People come to hip-hop to hear hard truths, yes—to be challenged within the safe place of music, with something there to hold them aesthetically and rhythmically. But they have to feel like you like them; there has to be some spirit of generosity in the music. It has to be felt that this guy wants to be heard and understood, that he’s being honest. Then they like the difficult stuff.
I need to insert myself into the story in a vulnerable way to be heard, especially when the content is more difficult, because if I don’t have a stake in what I’m talking about, the music doesn’t feel right. It’s not a place where connection can happen.
I wrote a song called “Fam Jam” about the immigrant experience:
When you’re third world born and first world formed
Sometimes you feel pride, sometimes you feel torn.
My mother tongue’s not what they speak where my mother’s from.
She moved to London with her husband when their son was one.
One time after Family Ties
I turned on the news and saw my family die.
Pop said it’s murder in the motherland
And things about colonialism I didn’t understand.
All the things that shape a man and his mind state,
A community income and crime rate.
If times change, why my people still in dire straights?
If it’s a big world, show me where is my place in it?
My family is from Rwanda; I grew up in Ontario. So I’m talking about the genocide, but not in a facts-and-figures way.
Have you ever preached?
The one experience I’ve had preaching, I was surprised. One of the things I liked about it was the way you can speak on all these different levels, and it makes sense to the audience. They just get the form. It’s like that with hip-hop: they understand when you’re joking, being straightforward, metaphorical, when you’re talking about right here right now or the eternal. Preaching is a weird form everyone understands: kind of an essay, kind of a poem, and they all get it.
The hardest part was thinking through who I am. Onstage I put my playfulness forward; I come out with a lot of energy. There may be moments that will be reflective or intense, but my first foot forward is the fun, the hype, the excitement, the humor. That just didn’t feel right in preaching. I can’t be a goofball first. I needed to show respect for the occasion, so I more or less read the sermon. But as I started to get more comfortable, I looked at people and had moments off the cuff.
How did your own performer persona come about?

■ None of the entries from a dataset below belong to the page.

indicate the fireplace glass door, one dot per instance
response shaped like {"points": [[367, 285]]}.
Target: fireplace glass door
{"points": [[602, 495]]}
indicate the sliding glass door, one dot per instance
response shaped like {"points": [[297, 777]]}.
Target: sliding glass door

I don’t remember being conscious of creating a persona; it just happens when I’m in front of an audience. I love the absurdity of performing, of the human ritual of one person getting up and doing something in front of other people. That puts a smile on my face and in my brain. It’s been like that since I was a little kid. This is a very silly thing we’re doing. We are enjoying it, and I’ve prepared, but this is very silly. This is a silly, cute thing humans do that’s not important. That’s a different persona than when people meet me at the merch table after the show.
What do you do with an unresponsive audience, when it’s not working?
I’ve taken two approaches. One is a calculation I make when I’m up there: Is this salvageable? If it is, I try to cut through the pretense. I’ll tell my DJ to stop the music, and I’ll try to really talk. If they’re just stiff, I’ll say, “Let’s get closer together, let’s come to the stage,” or I might go down into the audience, cutting into whatever’s creating the distance. I’ll try to have a very human moment. I hope they’ll say, “Oh, OK, this is a real thing happening. He’s not just a detached observer, he wants to connect.” That can shake them out of it.
Other times it’s not salvageable. People don’t want to connect that deeply. In that case I connect with my material, and I hope that through that at some point they’ll choose to connect a little. Sometimes they want a distance, a little separation, don’t want to come that close to me or each other or what’s happening. I’ll still deliver my material with as much conviction as I can, and then maybe they’ll want to connect from a safe distance.
The author conducted this interview with the help of his students, in the context of a homiletics class.